Now it’s easy to think, ‘Oh they were just stupid artists/musicians’. To a certain degree that’s true, but most people back in the day couldn’t afford attorney fees. Heck, these days most people can’t afford the cost of an attorney. Six years ago, you could’ve read a publishing contract and caught ‘most’ of the bad clauses without needing a law degree. I say most because there were always a few bad clauses that were worded oddly and snuck through. These days you need to be a VERY GOOD intellectual property attorney to see all the ‘hidden’ clauses in a publishing contract. And I say ‘very good’ because an average intellectual property attorney or an attorney who practices another type of law WILL miss some of these clauses. They are that convoluted and that dangerous to any writer’s future
That does not mean that ALL Random House lines are following suit. They are not. There are still good lines to write for within Random House and several of the other publishers. I’m not picking on Random House. This is simply a warning.

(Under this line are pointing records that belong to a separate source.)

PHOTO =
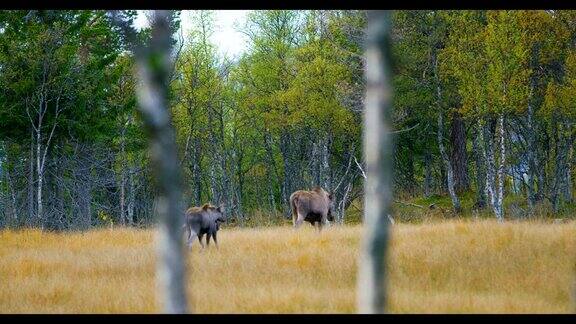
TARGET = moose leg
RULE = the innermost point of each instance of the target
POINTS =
(299, 221)
(215, 240)
(191, 236)
(317, 225)
(200, 236)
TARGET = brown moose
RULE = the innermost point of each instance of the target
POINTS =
(203, 220)
(314, 206)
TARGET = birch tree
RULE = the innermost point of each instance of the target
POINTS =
(153, 65)
(378, 155)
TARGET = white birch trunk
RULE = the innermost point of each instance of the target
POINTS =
(378, 156)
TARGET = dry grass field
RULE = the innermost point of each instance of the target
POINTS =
(452, 266)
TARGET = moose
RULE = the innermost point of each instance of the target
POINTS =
(203, 220)
(314, 206)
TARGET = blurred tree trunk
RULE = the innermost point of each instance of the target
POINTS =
(459, 157)
(378, 155)
(153, 66)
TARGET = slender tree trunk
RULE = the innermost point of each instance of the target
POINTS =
(501, 169)
(31, 217)
(378, 148)
(450, 172)
(271, 166)
(459, 158)
(131, 197)
(531, 155)
(427, 174)
(491, 171)
(447, 164)
(480, 171)
(288, 172)
(152, 96)
(123, 178)
(39, 178)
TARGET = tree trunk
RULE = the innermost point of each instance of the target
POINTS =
(153, 65)
(531, 174)
(450, 172)
(501, 169)
(458, 157)
(123, 177)
(31, 216)
(378, 148)
(480, 171)
(427, 174)
(288, 172)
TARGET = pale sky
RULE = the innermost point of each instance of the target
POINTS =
(229, 41)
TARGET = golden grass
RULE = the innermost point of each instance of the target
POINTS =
(454, 267)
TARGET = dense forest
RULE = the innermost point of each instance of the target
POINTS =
(483, 111)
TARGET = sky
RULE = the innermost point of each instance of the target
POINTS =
(229, 41)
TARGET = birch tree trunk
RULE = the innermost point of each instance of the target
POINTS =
(449, 170)
(477, 146)
(427, 174)
(378, 156)
(458, 156)
(153, 66)
(501, 168)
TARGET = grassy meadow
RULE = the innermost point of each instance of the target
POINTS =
(437, 267)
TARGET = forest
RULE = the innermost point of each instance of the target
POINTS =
(483, 115)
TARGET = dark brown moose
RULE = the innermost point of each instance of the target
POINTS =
(203, 220)
(314, 206)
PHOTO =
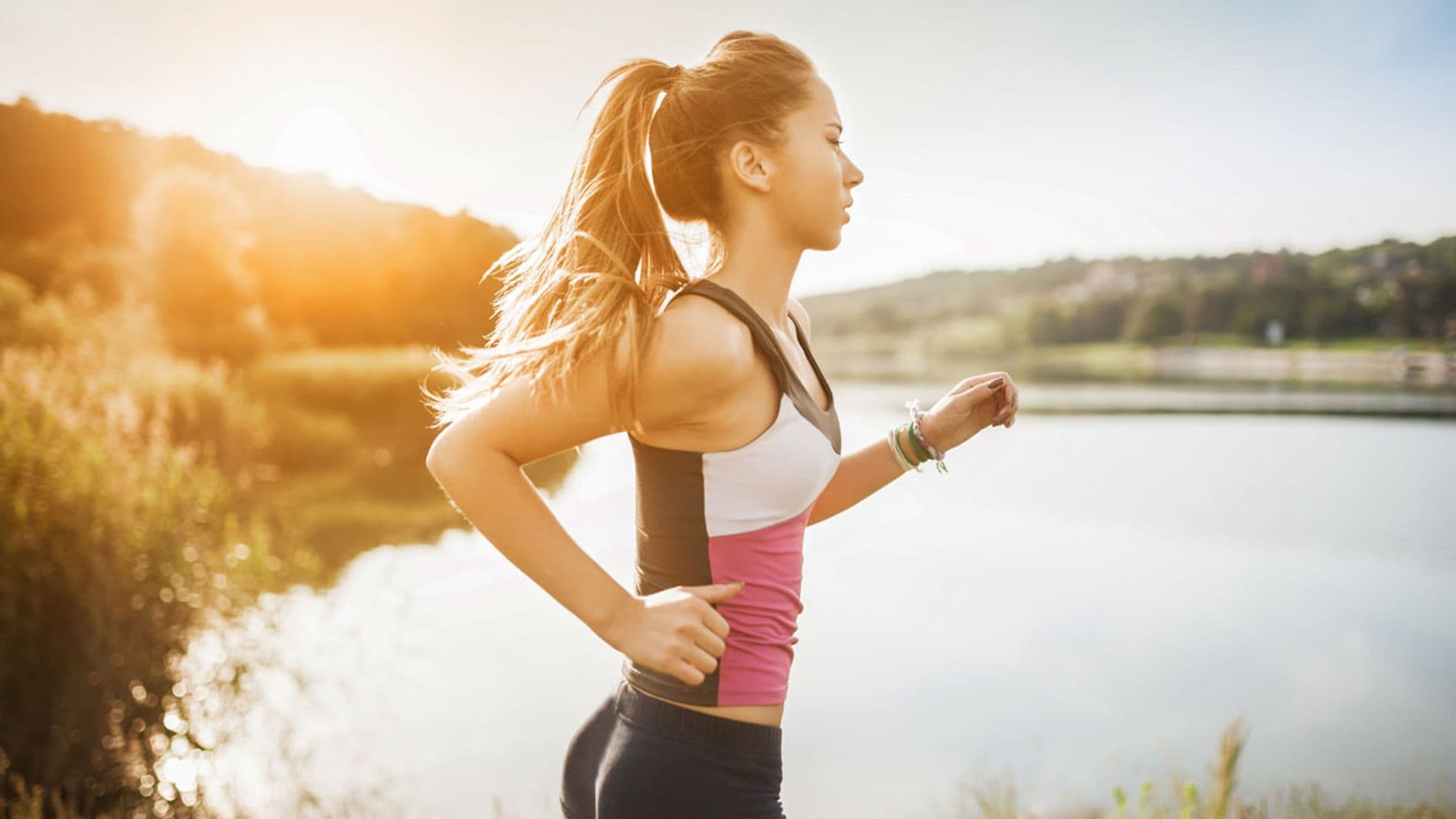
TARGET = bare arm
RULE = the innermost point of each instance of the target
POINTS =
(862, 472)
(478, 463)
(859, 475)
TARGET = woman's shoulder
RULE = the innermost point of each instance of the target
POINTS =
(696, 354)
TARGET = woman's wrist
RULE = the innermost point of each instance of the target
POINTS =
(908, 447)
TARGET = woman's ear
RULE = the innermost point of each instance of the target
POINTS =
(750, 165)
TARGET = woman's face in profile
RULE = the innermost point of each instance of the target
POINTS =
(810, 184)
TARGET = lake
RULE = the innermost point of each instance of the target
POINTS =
(1084, 601)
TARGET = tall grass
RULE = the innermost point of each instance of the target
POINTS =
(120, 526)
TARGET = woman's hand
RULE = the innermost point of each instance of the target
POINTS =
(970, 407)
(674, 632)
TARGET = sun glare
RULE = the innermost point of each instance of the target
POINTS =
(324, 139)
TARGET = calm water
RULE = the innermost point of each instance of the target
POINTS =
(1081, 602)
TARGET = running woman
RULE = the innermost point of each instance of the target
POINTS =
(733, 426)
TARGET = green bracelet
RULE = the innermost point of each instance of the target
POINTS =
(896, 441)
(915, 444)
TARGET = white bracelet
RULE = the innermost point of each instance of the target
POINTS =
(894, 449)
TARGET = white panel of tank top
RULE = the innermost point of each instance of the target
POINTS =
(770, 479)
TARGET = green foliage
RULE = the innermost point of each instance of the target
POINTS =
(121, 529)
(1153, 318)
(27, 321)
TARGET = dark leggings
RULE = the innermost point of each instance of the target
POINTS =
(641, 758)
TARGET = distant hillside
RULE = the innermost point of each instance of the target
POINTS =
(99, 202)
(242, 249)
(1392, 289)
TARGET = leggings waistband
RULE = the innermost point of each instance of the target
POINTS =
(737, 735)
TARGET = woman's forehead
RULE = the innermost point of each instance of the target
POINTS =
(820, 111)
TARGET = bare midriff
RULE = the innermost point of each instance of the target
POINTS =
(761, 714)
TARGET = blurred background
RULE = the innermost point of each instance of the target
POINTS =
(1212, 569)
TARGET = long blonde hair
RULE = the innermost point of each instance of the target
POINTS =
(604, 262)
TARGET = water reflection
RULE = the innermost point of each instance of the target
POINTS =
(1082, 602)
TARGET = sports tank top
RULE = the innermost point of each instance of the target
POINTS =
(739, 515)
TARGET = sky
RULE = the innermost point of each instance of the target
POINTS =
(990, 133)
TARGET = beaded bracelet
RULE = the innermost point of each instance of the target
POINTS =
(918, 438)
(894, 449)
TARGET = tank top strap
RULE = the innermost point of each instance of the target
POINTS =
(762, 335)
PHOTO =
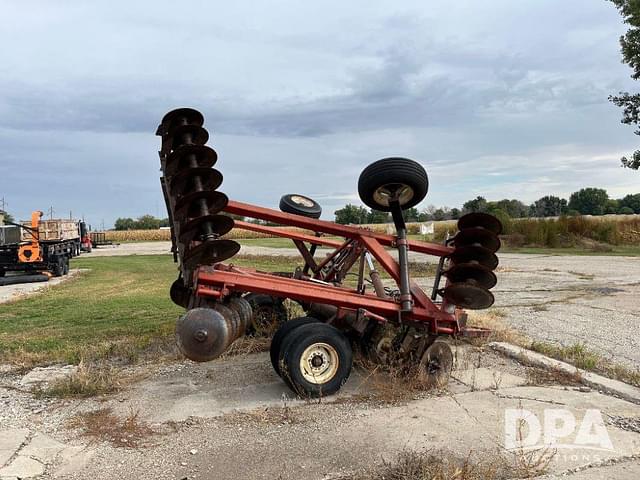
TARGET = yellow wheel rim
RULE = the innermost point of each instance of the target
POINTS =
(319, 363)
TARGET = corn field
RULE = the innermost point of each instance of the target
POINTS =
(550, 232)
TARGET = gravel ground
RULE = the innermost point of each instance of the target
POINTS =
(560, 299)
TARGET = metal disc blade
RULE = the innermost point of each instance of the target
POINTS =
(192, 229)
(202, 334)
(479, 219)
(468, 296)
(477, 255)
(190, 156)
(180, 294)
(464, 272)
(210, 252)
(181, 116)
(188, 135)
(477, 236)
(188, 205)
(183, 182)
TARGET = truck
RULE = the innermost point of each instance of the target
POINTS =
(40, 245)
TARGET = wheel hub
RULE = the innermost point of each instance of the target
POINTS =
(319, 363)
(393, 191)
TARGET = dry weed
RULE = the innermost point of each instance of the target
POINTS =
(104, 425)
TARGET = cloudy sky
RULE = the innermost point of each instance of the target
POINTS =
(496, 98)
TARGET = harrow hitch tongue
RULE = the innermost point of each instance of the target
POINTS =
(392, 321)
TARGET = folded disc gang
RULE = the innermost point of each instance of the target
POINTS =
(469, 296)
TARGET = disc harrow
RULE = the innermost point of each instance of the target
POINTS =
(397, 323)
(189, 184)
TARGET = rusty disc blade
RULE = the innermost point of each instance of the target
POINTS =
(479, 219)
(188, 206)
(189, 156)
(180, 294)
(210, 252)
(181, 116)
(477, 236)
(188, 135)
(202, 334)
(184, 181)
(477, 255)
(467, 295)
(192, 229)
(463, 272)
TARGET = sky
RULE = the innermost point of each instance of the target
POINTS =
(500, 98)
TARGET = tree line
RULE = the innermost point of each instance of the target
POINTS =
(587, 201)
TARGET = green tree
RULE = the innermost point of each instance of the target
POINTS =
(125, 224)
(514, 208)
(479, 204)
(632, 202)
(630, 49)
(589, 201)
(351, 214)
(549, 206)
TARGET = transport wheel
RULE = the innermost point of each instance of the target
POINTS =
(436, 364)
(315, 360)
(281, 334)
(393, 178)
(268, 314)
(300, 205)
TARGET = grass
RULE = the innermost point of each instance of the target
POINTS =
(582, 357)
(442, 465)
(616, 250)
(87, 381)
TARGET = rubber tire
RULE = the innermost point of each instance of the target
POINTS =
(393, 170)
(259, 300)
(287, 205)
(297, 342)
(57, 268)
(281, 334)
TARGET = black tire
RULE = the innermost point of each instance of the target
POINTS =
(305, 345)
(281, 334)
(384, 177)
(300, 205)
(58, 267)
(268, 314)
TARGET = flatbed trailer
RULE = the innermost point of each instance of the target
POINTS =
(33, 254)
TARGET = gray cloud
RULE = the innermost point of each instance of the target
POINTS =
(490, 96)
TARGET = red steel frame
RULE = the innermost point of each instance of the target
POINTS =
(222, 280)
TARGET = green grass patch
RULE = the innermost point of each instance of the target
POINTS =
(616, 250)
(582, 357)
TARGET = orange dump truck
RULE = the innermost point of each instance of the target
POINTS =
(40, 245)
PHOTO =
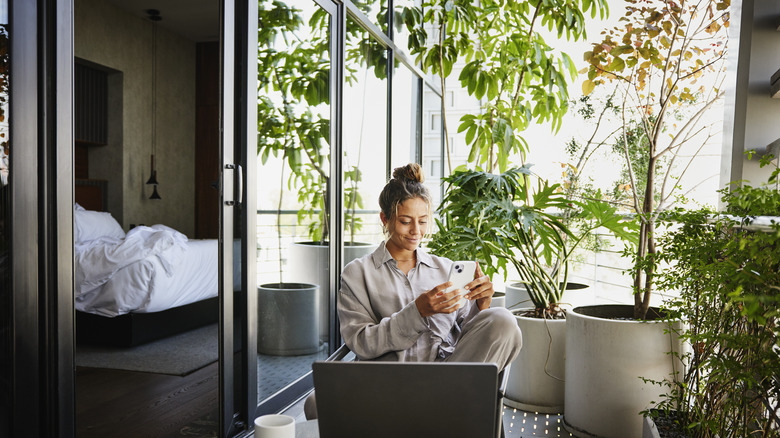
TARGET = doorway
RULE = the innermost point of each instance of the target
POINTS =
(156, 163)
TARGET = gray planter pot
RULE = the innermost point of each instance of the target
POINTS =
(536, 376)
(606, 362)
(288, 319)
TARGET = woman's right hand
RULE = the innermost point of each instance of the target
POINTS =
(437, 301)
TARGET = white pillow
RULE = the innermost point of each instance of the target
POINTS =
(89, 225)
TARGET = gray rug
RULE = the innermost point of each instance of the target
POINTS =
(177, 355)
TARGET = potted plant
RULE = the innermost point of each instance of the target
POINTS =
(655, 59)
(725, 273)
(519, 79)
(294, 126)
(513, 220)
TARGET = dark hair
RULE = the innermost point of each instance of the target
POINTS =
(406, 183)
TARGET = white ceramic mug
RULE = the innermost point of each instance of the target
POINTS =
(275, 426)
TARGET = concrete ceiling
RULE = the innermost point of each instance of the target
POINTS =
(197, 20)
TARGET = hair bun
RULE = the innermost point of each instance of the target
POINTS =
(411, 172)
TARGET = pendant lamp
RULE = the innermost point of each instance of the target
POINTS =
(154, 16)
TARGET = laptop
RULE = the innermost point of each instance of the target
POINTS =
(406, 399)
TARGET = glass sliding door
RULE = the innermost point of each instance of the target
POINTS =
(6, 313)
(365, 137)
(294, 196)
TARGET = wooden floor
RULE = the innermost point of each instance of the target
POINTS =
(128, 404)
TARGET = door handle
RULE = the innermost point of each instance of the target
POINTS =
(237, 201)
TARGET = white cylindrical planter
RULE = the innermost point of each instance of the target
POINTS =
(535, 381)
(606, 359)
(309, 263)
(288, 319)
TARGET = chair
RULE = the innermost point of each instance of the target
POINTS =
(343, 353)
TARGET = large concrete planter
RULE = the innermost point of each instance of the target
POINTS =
(536, 378)
(606, 362)
(288, 319)
(309, 263)
(535, 381)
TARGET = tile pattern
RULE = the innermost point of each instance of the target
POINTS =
(522, 424)
(276, 372)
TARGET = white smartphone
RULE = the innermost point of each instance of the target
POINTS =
(461, 274)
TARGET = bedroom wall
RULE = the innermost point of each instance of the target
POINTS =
(113, 38)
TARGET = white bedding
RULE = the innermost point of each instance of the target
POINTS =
(151, 269)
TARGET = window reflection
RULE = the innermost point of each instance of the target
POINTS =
(294, 168)
(365, 136)
(433, 160)
(375, 10)
(405, 116)
(6, 351)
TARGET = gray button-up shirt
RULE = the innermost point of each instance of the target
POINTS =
(379, 318)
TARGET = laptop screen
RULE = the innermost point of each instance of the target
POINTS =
(406, 399)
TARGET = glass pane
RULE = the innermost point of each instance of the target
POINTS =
(405, 116)
(432, 159)
(375, 10)
(400, 33)
(293, 182)
(365, 140)
(6, 338)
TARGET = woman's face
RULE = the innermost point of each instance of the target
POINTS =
(409, 225)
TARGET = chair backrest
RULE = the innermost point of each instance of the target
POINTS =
(403, 399)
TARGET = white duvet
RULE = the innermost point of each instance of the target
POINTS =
(151, 269)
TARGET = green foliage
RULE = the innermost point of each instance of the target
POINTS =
(508, 64)
(293, 95)
(516, 218)
(728, 280)
(655, 57)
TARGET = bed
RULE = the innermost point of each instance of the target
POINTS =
(143, 285)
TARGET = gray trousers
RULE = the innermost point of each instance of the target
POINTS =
(490, 337)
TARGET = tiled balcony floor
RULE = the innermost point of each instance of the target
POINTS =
(522, 424)
(517, 423)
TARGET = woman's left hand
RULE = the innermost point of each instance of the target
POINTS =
(481, 289)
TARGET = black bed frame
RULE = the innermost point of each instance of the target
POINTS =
(133, 329)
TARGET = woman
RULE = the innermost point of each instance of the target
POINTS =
(392, 303)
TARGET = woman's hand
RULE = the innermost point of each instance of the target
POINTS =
(437, 301)
(481, 289)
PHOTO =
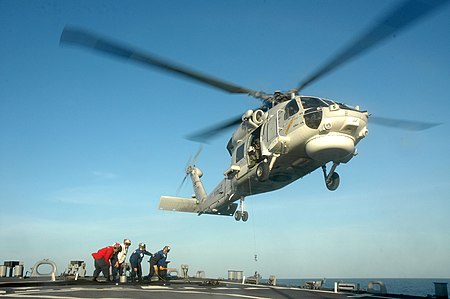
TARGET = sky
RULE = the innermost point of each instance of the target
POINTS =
(89, 143)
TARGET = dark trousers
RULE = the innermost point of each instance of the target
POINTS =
(101, 266)
(135, 273)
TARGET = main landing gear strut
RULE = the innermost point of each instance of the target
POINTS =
(241, 214)
(331, 179)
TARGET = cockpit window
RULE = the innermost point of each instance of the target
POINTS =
(240, 153)
(290, 109)
(310, 102)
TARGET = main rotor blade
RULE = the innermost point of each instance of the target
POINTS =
(398, 19)
(204, 135)
(89, 40)
(409, 125)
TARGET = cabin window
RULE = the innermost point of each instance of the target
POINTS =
(240, 153)
(290, 109)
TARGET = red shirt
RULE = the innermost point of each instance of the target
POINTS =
(104, 253)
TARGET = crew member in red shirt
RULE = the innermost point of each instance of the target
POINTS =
(102, 260)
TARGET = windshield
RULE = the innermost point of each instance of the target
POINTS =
(314, 102)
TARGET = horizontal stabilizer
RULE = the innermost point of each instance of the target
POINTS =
(179, 204)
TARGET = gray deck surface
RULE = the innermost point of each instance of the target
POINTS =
(172, 290)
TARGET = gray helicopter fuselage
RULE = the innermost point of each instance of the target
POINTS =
(294, 139)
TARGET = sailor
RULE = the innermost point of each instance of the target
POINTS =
(158, 263)
(135, 261)
(118, 261)
(102, 260)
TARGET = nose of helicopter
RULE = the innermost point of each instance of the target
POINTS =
(331, 147)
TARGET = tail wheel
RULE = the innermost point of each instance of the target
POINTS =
(245, 216)
(333, 182)
(262, 171)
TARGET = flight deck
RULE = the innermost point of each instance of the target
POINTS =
(180, 288)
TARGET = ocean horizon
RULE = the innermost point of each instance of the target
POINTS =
(406, 286)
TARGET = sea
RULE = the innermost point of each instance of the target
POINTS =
(406, 286)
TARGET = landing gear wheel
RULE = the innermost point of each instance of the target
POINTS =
(262, 171)
(237, 215)
(245, 216)
(333, 182)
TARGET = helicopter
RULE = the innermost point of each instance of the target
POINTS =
(288, 136)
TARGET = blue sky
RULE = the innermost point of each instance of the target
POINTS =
(89, 143)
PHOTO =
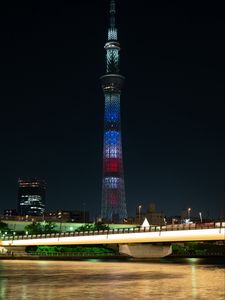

The saddest part about these contracts is that they play on people’s dreams. This is particularly true for NEW AUTHORS, who don’t have firsthand experience in the industry. It was the same way in the forties and fifties with the music industry. When you’re trying to be heard and someone offers you a chance to be, it’s hard to turn and walk away, but sometimes that is the very best thing you can do for yourself and for your family. Unlike in the forties and fifties, there are many other ways you can be ‘heard’ these days. Keep that in mind, so you don’t become another sad statistic.